Entscheidungsstichwort (Thema)
Voraussetzungen der Anwendbarkeit des § 3 Nr. 8 GrEStG auf Anteilsübertragungen
Leitsatz (redaktionell)
- Der steuerbare Erwerbsvorgang bei Rückerwerb treuhänderisch gehaltener Anteile an einer GmbH, die nach Begründung des Treuhandverhältnisses Grundstücke vom Treugeber erworben hatte, wird durch die Annahme des Angebots zur Übernahme der Anteile verwirklicht.
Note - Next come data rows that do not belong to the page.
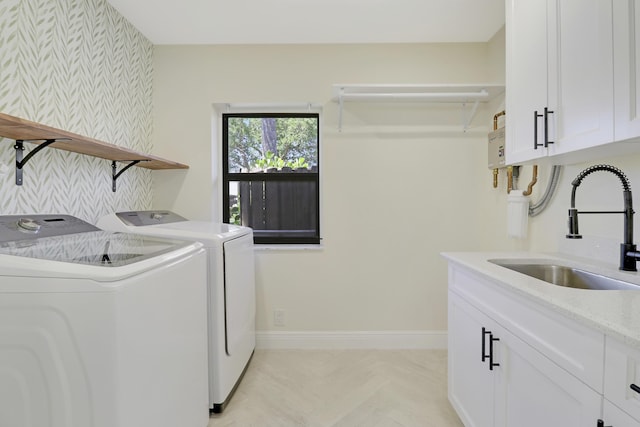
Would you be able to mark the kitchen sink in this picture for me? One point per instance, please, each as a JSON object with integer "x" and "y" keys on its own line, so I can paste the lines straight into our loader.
{"x": 562, "y": 275}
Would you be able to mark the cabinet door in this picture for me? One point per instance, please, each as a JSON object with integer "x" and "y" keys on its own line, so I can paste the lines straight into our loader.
{"x": 532, "y": 391}
{"x": 470, "y": 380}
{"x": 580, "y": 87}
{"x": 626, "y": 16}
{"x": 622, "y": 376}
{"x": 615, "y": 417}
{"x": 526, "y": 77}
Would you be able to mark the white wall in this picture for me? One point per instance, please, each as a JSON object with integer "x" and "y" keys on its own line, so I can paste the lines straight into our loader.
{"x": 399, "y": 184}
- Die Grunderwerbsteuerbefreiung des § 3 Nr. 8 GrEStG findet keine entsprechende Anwendung, wenn der „Hinerwerb” der Grundstücke nicht im Verhältnis „Treugeber/Treuhänder” erfolgt ist, sondern auf einem Kaufvertrag zwischen dem Treugeber der GmbH beruht, die ungeachtet der treuhänderischen Bindung ihres Anteilsinhabers grunderwerbsteuerlich ein eigenes Rechtssubjekt darstellt.
- Mit der Steuerbefreiung des § 3 Nr. 8 GrEStG wollte der Gesetzgeber lediglich eine Doppelbesteuerung im Verhältnis „Treuhänder/Treugeber” verhindern, nicht hingegen die mehrfache Belastung mit Grunderwerbsteuer im Rahmen eines Dreipersonenverhältnisses.
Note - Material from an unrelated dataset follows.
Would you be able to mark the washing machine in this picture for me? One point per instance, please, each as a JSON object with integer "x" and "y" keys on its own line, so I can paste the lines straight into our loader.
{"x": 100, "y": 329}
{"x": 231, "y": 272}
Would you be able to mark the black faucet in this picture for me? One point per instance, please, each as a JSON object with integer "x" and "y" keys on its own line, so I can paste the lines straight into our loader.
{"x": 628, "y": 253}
- Einen allgemeinen Grundsatz dergestalt, dass Grundstücke, die der Steuerpflichtige grunderwerbsteuerpflichtig veräußert hat, im Falle eines späteren Wiedererwerbs nicht erneut besteuert werden dürfen, kennt das Grunderwerbsteuerrecht nicht.
Normenkette
GrEStG § 1 Abs. 2, § 3 Nr. 8, § 16 Abs. 2, § 17 Abs. 3 Nr. 2
Streitjahr(e)
2000
Tatbestand
Zwischen den Beteiligten ist streitig, ob § 3 Nr. 8 des Grunderwerbsteuergesetzes – GrEStG – Anwendung findet.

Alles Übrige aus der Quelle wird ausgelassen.